Domestically, there’s some softness creeping in. The past two jobs reports have been soft
A month ago, the market was saying US and Canadian rate hikes would stop at about 4%. Now that’s pressing higher in the US but it’s not clear that Canada can or should follow. There’s a potential gap opening up there and that’s why the loonie is at the lowest since November 2020.
On CPI today
Today: Canada August CPI 7.0% y/y vs 7.3% expected
Some space is opening up between the Fed and the BOC. The Bank of Canada is near its ceiling while there’s still some blue sky for the Fed. Whereas before both could have been seen stopping, we’re now getting the risk of +4.5% from the Fed and the BOC capped at 4%. Moreover, if a global recession hits, Canadian housing continues to fall and commodity prices fall, the BOC could be cutting in short order while the Fed has more of a buffer.
The problem is a falling loonie could cause a feedback loop in inflation.

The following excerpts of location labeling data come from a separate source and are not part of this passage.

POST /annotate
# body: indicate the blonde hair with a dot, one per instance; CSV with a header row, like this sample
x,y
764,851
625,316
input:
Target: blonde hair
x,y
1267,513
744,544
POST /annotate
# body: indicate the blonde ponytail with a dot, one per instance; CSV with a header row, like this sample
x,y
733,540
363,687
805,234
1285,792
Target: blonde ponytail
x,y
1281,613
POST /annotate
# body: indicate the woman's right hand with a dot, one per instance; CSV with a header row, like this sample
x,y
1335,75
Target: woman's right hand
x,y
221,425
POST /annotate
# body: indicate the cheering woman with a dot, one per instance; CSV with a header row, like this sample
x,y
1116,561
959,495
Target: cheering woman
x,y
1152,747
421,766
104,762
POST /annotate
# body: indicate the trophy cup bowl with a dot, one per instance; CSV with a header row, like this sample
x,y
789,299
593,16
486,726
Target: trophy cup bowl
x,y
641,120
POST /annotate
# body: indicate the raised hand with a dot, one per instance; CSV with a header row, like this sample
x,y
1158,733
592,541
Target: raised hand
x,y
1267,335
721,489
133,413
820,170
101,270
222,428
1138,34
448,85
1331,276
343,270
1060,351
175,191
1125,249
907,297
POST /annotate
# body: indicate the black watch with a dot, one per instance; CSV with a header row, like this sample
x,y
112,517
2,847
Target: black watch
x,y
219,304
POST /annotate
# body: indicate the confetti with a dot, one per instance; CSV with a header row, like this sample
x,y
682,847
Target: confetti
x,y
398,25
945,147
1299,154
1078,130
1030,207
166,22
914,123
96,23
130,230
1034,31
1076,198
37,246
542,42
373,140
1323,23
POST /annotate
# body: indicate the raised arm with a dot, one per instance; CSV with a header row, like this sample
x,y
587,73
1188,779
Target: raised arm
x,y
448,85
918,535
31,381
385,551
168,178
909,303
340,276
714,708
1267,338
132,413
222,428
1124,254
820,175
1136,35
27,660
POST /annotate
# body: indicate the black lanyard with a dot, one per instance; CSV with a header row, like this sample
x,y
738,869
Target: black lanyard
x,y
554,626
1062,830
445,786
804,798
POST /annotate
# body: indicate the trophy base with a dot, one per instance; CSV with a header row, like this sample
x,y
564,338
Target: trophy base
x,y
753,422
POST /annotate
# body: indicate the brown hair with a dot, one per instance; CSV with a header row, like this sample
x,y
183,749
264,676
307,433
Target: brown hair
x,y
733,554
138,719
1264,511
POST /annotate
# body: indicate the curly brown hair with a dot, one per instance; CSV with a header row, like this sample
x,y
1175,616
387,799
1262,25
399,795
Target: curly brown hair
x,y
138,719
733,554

Deterioration in the global economy
There’s a growing consensus that commodities will be in short supply this decade and that makes Canada the place to be. Over the next year though, that’s not the case. Europe and China are already struggling. North America is slowing down but central banks everywhere are raising rates at an unprecedented pace. There’s a real chance of a policy mistake and recession. Canadian employment has sagged, US retail sales and factory data lately has been soft.